The GD1 Crypto Approach
At GD1 Crypto, we've designed our approach specifically for this vision of crypto's future. We invest at the pre-seed and seed stages, targeting a portfolio of 20-25 companies. Our investments are meaningful enough to demonstrate commitment while allowing us to be nimble and focused on founders rather than competing for allocation with larger funds.
We invest globally, creating opportunities to co-invest alongside established firms like Andreessen Horowitz and Electric Capital – access many LPs (especially in APAC) could never achieve directly. For founders, we offer a unique network, helping them access markets and perspectives they might otherwise miss.

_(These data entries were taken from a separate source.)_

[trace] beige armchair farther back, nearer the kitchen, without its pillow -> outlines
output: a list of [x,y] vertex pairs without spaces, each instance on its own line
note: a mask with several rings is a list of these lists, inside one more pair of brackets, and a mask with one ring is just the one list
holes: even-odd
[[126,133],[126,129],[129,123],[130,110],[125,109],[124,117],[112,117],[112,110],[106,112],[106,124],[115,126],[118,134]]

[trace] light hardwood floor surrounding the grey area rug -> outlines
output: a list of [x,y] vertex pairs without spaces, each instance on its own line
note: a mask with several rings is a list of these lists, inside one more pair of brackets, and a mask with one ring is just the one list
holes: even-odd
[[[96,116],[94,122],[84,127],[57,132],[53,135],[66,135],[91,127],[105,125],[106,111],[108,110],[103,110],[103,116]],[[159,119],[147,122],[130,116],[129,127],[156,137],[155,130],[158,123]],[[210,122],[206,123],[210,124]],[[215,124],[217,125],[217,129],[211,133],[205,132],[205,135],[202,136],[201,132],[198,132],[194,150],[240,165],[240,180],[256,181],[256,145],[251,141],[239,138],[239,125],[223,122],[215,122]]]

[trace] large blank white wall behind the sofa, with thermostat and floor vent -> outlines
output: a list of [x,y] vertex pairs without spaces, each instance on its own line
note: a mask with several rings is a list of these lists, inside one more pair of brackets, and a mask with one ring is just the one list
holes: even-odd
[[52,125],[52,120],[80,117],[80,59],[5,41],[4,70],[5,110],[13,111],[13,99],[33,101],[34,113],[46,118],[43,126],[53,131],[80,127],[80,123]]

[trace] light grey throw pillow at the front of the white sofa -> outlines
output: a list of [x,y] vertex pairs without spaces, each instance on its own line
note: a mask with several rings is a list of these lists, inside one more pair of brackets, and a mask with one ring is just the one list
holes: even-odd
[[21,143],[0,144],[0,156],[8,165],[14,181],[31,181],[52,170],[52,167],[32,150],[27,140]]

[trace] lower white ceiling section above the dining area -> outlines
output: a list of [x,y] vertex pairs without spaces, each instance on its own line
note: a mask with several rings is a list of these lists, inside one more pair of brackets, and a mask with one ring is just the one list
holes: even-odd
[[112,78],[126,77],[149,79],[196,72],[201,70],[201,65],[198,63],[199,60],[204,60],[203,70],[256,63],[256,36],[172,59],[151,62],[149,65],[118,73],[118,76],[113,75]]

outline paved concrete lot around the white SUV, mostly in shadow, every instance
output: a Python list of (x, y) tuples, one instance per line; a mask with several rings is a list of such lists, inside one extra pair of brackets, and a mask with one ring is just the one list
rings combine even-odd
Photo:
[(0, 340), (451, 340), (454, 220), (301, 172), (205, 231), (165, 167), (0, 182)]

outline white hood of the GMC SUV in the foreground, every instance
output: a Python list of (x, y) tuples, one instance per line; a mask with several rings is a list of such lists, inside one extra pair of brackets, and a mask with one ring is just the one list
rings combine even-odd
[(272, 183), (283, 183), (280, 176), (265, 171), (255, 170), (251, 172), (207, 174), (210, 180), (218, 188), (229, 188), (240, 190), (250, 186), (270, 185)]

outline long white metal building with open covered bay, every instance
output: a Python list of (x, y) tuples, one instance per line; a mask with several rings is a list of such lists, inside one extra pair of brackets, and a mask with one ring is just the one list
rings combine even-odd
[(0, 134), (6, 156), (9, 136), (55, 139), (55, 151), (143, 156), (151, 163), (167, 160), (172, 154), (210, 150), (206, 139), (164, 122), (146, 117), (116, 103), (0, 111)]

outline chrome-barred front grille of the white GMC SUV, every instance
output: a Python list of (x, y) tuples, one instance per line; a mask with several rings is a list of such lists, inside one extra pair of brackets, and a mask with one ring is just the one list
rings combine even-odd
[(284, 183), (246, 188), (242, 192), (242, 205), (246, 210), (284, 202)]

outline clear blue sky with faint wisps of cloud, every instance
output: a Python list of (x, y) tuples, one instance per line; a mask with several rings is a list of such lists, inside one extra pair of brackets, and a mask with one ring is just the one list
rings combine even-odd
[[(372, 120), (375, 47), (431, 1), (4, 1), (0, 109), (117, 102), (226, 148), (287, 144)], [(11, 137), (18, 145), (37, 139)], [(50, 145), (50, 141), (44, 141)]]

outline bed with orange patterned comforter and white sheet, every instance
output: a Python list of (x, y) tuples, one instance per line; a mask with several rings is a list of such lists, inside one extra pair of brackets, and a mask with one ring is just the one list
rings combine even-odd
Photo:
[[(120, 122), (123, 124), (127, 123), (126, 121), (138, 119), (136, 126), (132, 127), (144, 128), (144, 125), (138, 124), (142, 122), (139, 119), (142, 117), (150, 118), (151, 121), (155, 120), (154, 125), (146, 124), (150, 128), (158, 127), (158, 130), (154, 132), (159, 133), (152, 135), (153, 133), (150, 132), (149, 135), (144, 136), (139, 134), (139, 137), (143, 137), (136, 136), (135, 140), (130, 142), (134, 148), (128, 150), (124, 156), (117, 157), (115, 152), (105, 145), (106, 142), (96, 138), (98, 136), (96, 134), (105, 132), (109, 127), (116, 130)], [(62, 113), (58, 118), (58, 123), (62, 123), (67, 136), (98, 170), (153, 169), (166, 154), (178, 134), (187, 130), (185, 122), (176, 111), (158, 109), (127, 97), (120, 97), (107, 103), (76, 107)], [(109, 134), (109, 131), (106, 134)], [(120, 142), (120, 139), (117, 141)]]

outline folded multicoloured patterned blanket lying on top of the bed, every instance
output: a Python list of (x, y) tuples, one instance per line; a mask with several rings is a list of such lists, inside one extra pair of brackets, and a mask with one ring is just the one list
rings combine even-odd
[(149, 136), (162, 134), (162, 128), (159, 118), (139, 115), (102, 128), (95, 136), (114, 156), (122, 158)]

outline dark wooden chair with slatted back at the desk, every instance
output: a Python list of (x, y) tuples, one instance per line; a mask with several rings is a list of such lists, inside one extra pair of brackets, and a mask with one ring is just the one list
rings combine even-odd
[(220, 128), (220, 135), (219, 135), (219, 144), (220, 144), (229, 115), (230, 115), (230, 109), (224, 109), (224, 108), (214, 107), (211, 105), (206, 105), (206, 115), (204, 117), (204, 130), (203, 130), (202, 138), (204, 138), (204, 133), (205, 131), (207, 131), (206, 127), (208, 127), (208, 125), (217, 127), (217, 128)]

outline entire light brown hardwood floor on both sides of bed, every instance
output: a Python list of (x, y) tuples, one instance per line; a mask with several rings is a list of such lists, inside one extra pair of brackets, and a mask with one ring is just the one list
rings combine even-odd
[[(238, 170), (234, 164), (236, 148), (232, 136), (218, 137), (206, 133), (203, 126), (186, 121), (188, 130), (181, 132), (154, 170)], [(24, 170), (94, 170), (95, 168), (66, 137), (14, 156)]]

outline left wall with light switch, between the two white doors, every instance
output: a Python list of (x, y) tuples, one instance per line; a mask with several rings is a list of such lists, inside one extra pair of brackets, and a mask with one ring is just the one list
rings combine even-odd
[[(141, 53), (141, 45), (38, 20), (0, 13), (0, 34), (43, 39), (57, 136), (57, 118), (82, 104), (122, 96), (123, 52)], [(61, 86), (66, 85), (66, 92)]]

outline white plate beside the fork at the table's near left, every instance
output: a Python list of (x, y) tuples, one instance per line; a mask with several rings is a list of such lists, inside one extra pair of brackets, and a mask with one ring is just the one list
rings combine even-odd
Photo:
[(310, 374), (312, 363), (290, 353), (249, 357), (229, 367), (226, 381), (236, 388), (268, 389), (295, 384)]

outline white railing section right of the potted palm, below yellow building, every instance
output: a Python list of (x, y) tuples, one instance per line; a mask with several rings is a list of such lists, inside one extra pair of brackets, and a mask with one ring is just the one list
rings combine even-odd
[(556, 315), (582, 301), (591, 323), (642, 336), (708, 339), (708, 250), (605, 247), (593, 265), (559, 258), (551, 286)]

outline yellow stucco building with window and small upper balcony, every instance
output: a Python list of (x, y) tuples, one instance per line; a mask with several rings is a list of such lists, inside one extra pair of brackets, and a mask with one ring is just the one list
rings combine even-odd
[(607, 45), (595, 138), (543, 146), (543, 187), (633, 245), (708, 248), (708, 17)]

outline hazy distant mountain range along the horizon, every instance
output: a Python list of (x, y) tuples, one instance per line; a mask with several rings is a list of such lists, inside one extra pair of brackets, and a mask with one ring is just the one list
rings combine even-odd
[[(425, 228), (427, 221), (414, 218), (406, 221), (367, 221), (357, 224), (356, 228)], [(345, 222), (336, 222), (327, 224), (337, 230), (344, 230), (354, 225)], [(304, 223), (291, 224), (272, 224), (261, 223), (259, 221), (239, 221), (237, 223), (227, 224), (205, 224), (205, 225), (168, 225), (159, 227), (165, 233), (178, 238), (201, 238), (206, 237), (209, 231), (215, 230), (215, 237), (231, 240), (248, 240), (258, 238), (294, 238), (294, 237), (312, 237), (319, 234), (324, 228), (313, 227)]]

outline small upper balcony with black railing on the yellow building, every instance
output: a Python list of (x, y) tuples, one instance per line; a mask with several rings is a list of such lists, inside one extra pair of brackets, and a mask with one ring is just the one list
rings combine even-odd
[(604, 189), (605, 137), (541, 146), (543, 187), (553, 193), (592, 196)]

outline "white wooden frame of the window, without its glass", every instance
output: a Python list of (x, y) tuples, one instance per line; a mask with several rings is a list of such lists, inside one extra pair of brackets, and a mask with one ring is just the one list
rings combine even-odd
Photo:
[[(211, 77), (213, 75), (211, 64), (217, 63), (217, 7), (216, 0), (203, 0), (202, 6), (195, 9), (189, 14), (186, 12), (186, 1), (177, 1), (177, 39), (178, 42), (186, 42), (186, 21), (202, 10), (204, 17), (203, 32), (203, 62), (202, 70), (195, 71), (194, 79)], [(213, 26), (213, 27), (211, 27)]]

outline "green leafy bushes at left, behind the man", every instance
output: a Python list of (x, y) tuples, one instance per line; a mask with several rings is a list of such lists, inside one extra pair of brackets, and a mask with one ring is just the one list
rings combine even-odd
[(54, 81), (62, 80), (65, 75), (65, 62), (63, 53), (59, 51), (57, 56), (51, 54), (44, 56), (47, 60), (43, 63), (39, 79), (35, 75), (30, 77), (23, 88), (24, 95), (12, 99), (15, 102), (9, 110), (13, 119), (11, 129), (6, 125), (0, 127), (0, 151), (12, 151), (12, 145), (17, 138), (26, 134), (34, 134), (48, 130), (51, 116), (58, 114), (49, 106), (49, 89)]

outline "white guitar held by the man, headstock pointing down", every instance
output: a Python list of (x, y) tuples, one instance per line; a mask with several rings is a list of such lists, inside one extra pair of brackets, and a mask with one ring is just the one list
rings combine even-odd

Our investments span across:
- Novel uses of token incentives to drive genuine engagement
- Infrastructure that bridges Web2 and Web3 in practical ways
- Financial systems that enable new forms of value creation and sharing
We're not chasing the latest crypto narrative or looking for quick flips. We're investing in founders building businesses that would be impossible without crypto infrastructure but valuable regardless of token prices.
Where Crypto Meets Reality
The next wave of crypto adoption won't come from speculative assets. It will come from businesses that use crypto infrastructure to solve real problems for real people – often without those people even realising they're using crypto.
We're already seeing this happen. Stablecoins have found genuine product-market fit in remittances and cross-border payments, particularly in developing economies. Identity and reputation systems are enabling new forms of coordination.
The future belongs to founders who see past the speculative excesses and recognise the fundamental coordination, trust, and ownership problems that crypto can uniquely solve.
At GD1 Crypto, we're backing these founders – the ones building bridges between crypto's potential and the world's needs, creating businesses that would be impossible without blockchain but valuable regardless of token prices.
If you're building in this space, I'd love to connect. The next generation of crypto success stories won't emerge from hype cycles or clever token economics – they'll come from founders solving genuine problems with blockchain as their infrastructure, not their selling point.
The noise is fading, and the signal is getting stronger.